Winning the lottery is not all that it’s cut out to be

It is no secret that the average college student is constantly strapped for cash; when finances are scarce people often look for ways to make a quick buck. A rational person would get a part-time job or cut back on spending, but a fair number of people do not always do the rational thing; instead, those people buy lottery tickets.

Every day millions of people across the state of Florida walk into a gas station or convenience store and decide to play the odds, hoping to cash in big. What they fail to realize is lotteries are basically taxes in disguise, taking a steady amount of citizens’ money out of their pockets and into state coffers.

First of all, regardless of which lottery he or she plays, a person’s chances of winning are about 1 in 1 million. To put that in perspective, according to surveys conducted by the National Weather Service, the chances of being struck by lightning in a lifetime are about 1 in 6,250. On the other hand, winning the lottery does not mean that all of a person’s problems go away.

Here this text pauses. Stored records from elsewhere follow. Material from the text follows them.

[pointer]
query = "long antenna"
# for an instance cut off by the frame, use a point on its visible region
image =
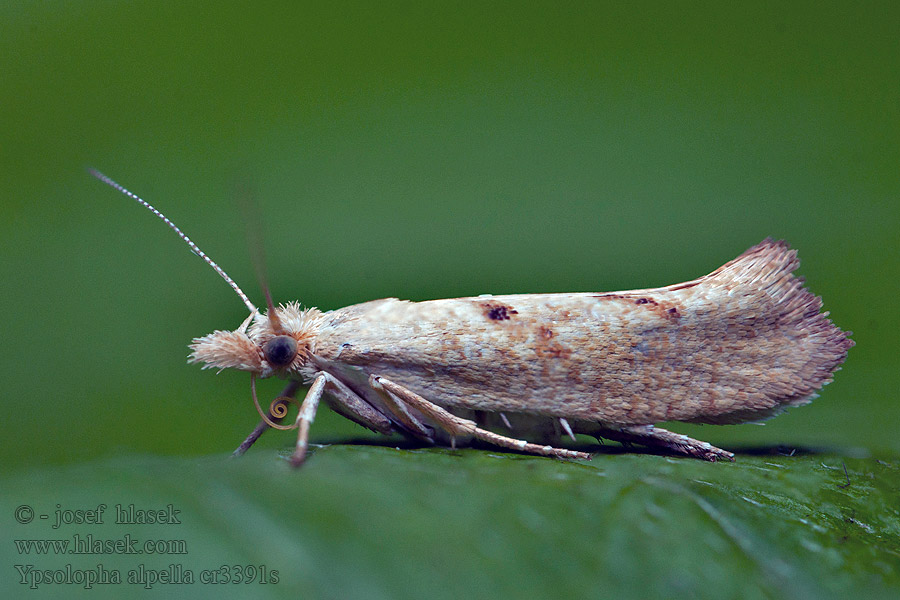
(194, 248)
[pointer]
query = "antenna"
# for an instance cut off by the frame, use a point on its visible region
(194, 248)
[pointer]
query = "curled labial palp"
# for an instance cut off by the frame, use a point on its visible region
(277, 409)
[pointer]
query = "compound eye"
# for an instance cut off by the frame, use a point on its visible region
(280, 350)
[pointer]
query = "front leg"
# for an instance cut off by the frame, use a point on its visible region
(346, 402)
(458, 426)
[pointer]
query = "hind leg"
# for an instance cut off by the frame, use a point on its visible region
(655, 437)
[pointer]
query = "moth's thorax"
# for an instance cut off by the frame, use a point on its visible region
(246, 347)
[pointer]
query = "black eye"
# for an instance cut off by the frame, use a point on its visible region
(280, 351)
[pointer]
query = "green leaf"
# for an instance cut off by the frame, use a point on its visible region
(378, 522)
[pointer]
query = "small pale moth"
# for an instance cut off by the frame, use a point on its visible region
(520, 371)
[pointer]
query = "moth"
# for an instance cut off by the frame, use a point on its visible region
(737, 345)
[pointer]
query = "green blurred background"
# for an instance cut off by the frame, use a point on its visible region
(419, 150)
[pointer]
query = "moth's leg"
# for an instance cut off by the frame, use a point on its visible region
(349, 404)
(458, 426)
(346, 401)
(305, 418)
(648, 435)
(289, 391)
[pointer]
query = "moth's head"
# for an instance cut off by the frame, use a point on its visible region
(265, 344)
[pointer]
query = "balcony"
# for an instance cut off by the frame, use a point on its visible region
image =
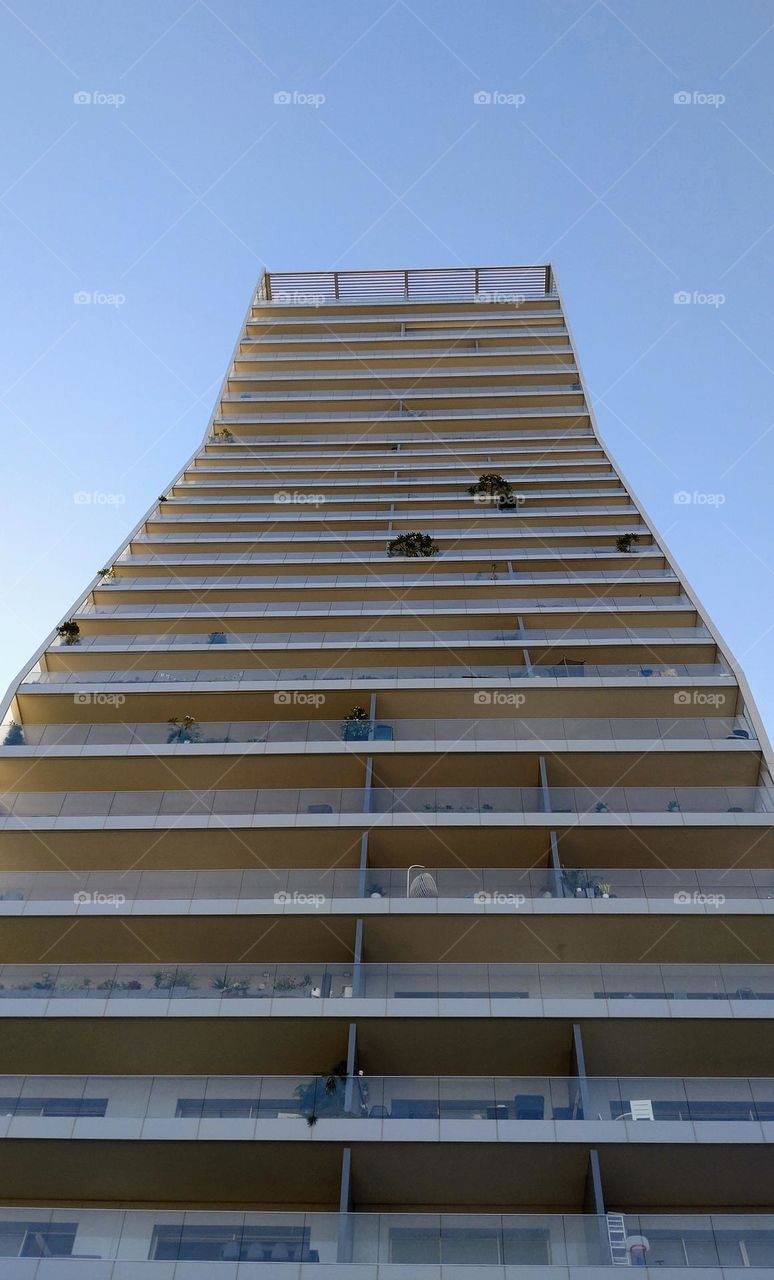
(402, 805)
(393, 890)
(366, 1107)
(530, 735)
(78, 1242)
(389, 990)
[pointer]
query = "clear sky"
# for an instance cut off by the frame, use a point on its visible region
(161, 197)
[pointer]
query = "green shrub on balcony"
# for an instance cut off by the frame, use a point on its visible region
(356, 725)
(69, 631)
(413, 545)
(624, 542)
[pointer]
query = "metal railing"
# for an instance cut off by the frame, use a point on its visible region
(420, 801)
(415, 284)
(198, 1101)
(387, 984)
(311, 890)
(532, 734)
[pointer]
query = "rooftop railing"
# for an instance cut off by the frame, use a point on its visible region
(415, 284)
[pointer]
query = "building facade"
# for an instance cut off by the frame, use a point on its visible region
(387, 868)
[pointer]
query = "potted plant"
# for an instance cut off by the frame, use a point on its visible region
(356, 725)
(14, 735)
(184, 728)
(623, 543)
(323, 1095)
(490, 485)
(69, 631)
(412, 545)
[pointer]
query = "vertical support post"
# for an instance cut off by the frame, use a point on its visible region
(555, 864)
(594, 1200)
(578, 1065)
(344, 1240)
(357, 972)
(351, 1063)
(363, 864)
(544, 786)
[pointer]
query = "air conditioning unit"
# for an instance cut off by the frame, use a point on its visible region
(641, 1109)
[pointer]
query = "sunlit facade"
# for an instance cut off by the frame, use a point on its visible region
(387, 868)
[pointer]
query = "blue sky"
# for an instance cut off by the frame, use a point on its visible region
(165, 193)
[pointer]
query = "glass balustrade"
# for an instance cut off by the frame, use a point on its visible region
(421, 801)
(491, 1242)
(530, 732)
(291, 676)
(369, 638)
(388, 984)
(422, 576)
(315, 888)
(358, 557)
(672, 1100)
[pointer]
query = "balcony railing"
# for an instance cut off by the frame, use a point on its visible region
(371, 639)
(415, 801)
(388, 986)
(416, 607)
(312, 890)
(532, 734)
(288, 677)
(426, 284)
(491, 1242)
(193, 1101)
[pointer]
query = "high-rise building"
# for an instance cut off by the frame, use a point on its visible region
(387, 863)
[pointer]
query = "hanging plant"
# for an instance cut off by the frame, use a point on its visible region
(413, 545)
(356, 725)
(623, 543)
(184, 728)
(69, 631)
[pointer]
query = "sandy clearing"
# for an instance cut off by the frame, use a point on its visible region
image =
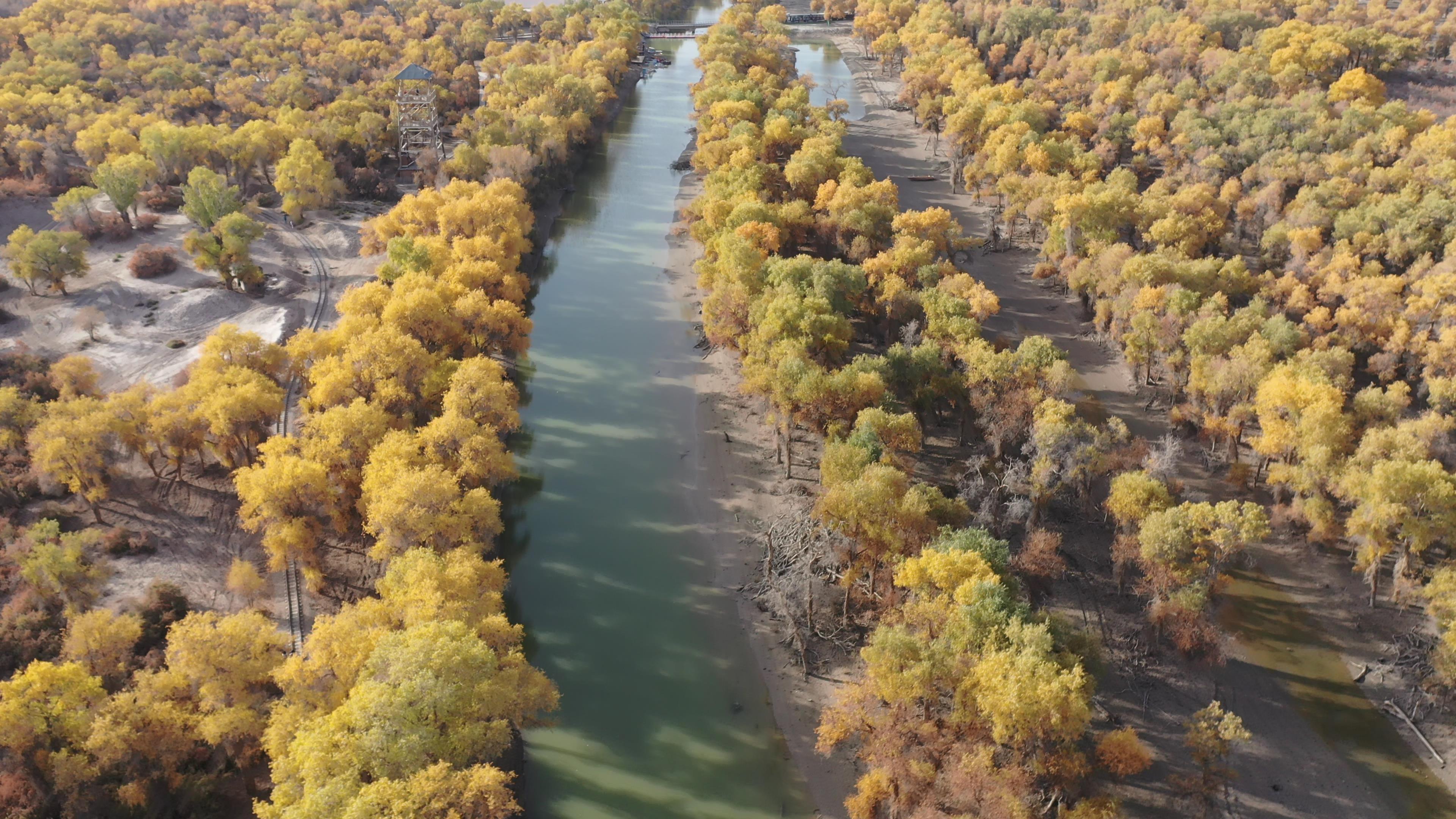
(1312, 777)
(739, 489)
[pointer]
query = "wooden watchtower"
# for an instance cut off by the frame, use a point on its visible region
(417, 119)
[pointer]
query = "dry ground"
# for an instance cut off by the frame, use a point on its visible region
(194, 522)
(1302, 632)
(1320, 750)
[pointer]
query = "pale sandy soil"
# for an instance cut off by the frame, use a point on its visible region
(737, 490)
(194, 522)
(1291, 769)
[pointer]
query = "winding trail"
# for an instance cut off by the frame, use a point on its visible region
(292, 577)
(1321, 747)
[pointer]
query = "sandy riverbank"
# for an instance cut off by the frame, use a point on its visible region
(1320, 747)
(737, 489)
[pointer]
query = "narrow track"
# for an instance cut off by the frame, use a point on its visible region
(292, 581)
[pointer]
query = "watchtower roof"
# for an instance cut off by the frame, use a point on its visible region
(414, 72)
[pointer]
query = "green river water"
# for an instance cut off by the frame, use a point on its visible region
(663, 713)
(663, 710)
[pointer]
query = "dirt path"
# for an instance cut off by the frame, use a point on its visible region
(1321, 748)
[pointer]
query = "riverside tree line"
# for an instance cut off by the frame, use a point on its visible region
(405, 700)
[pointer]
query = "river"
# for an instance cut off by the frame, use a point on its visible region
(663, 710)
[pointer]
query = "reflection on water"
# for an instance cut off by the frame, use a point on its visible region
(663, 710)
(1276, 633)
(823, 62)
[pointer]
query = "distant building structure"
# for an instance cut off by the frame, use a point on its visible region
(417, 116)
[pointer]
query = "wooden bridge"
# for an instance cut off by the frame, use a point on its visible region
(675, 31)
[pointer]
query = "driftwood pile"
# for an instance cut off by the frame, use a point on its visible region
(795, 585)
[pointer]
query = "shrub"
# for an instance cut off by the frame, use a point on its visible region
(120, 543)
(369, 183)
(114, 226)
(12, 188)
(162, 197)
(85, 225)
(28, 373)
(1123, 754)
(31, 629)
(165, 605)
(151, 261)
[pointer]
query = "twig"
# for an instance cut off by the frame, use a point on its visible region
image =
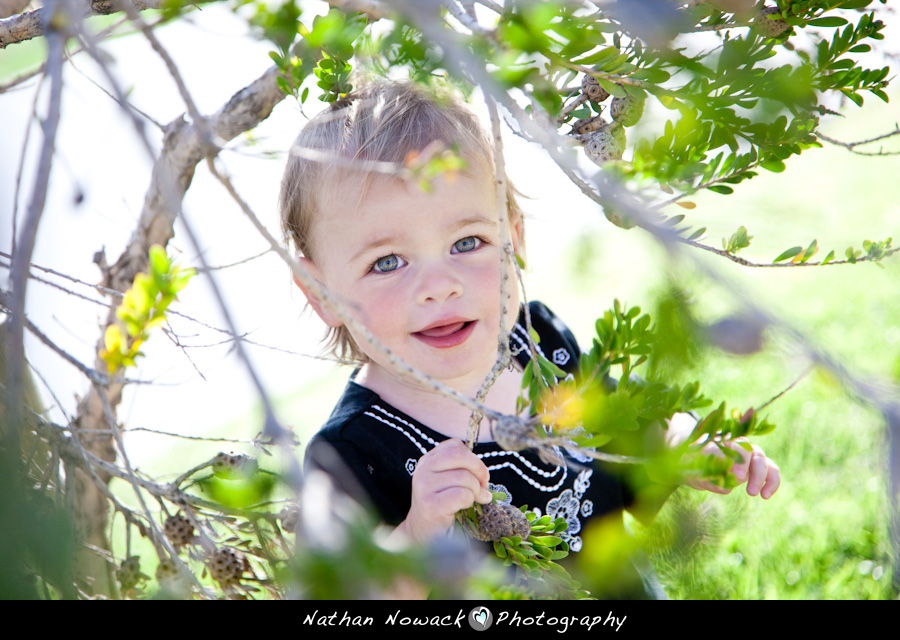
(851, 146)
(28, 233)
(507, 254)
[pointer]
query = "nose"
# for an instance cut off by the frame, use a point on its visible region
(438, 281)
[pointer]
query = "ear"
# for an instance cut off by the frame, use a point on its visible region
(314, 301)
(517, 233)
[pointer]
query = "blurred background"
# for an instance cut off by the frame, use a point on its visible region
(824, 535)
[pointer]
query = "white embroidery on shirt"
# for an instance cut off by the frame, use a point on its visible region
(569, 507)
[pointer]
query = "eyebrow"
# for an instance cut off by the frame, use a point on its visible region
(384, 241)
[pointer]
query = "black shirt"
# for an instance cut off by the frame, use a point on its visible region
(371, 449)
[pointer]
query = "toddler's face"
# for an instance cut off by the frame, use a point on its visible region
(421, 271)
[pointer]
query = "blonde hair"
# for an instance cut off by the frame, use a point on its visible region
(381, 122)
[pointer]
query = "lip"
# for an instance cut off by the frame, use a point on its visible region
(446, 333)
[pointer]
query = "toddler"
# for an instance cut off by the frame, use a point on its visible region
(421, 270)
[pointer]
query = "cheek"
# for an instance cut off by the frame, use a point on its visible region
(380, 311)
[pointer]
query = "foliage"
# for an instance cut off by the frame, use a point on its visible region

Consider the story of Rhoda Toth that ran earlier this week. Toth, 53, won $13 million dollars from the Florida lottery in 1990. Twenty years later she lives on $1,084 a month after losing her fortune, her house and her husband, who died of a heart attack brought on by stress from dealing with the IRS. William ‘Bud’ Post III faced similar troubles after winning the Pennsylvania lottery in 1988. Post’s own brother hired a contract killer to kill him and his wife; he died penniless and alone four years ago.

If you want to get rich the easy way, save that $5 a week and put it in a 401(k). You’ll be thanking yourself later.